The flow is standard OAuth 2.1 with PKCE:
- You add
https://mcp.profundis.ioas a custom connector in your assistant (or, in Claude Code, run/mcpthen Authenticate). - The assistant reads the server's protected-resource metadata and is redirected to the Profundis authorization server.
- You sign in to Profundis (Google sign-in) and approve the connection.
- The assistant stores the access token and uses it for every tool call.
You can review and revoke connected apps at any time from your account profile. Revoking a connection immediately invalidates its tokens.

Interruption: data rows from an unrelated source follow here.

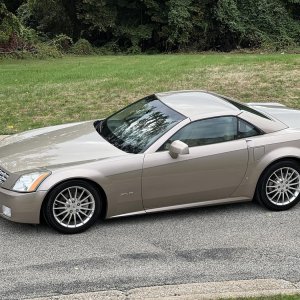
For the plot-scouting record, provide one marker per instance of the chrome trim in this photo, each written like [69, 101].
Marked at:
[3, 176]
[184, 206]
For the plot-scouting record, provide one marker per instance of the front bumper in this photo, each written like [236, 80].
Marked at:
[25, 207]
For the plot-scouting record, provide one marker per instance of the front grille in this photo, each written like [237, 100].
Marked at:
[3, 176]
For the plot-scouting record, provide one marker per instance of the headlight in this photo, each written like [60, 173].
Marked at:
[30, 182]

Option 2: API key (bearer token)
For scripts, CI, or any headless client, use your Profundis API key as the bearer token. You create or renew your key on your account profile. You can have one key per account, the value is shown only once at creation, and renewing it invalidates the previous one. See Generate a token for the full procedure.
The client sends:
Authorization: Bearer <YOUR_API_KEY>
Treat the key like a password. Anyone holding it can spend your credits. Renew it from your profile if it leaks. (OAuth avoids this: there is no key to store or leak.)
Which one should you use?
| Client | Recommended |
|---|---|
| Claude.ai and Claude Desktop | OAuth (one-click) |
| ChatGPT | OAuth (one-click) |
| Claude Code | OAuth; an API key for headless / CI |
| Other MCP clients | OAuth if supported, otherwise an API key |
Either way, billing and quotas are identical: the credential resolves to your account and your credits are charged server-side.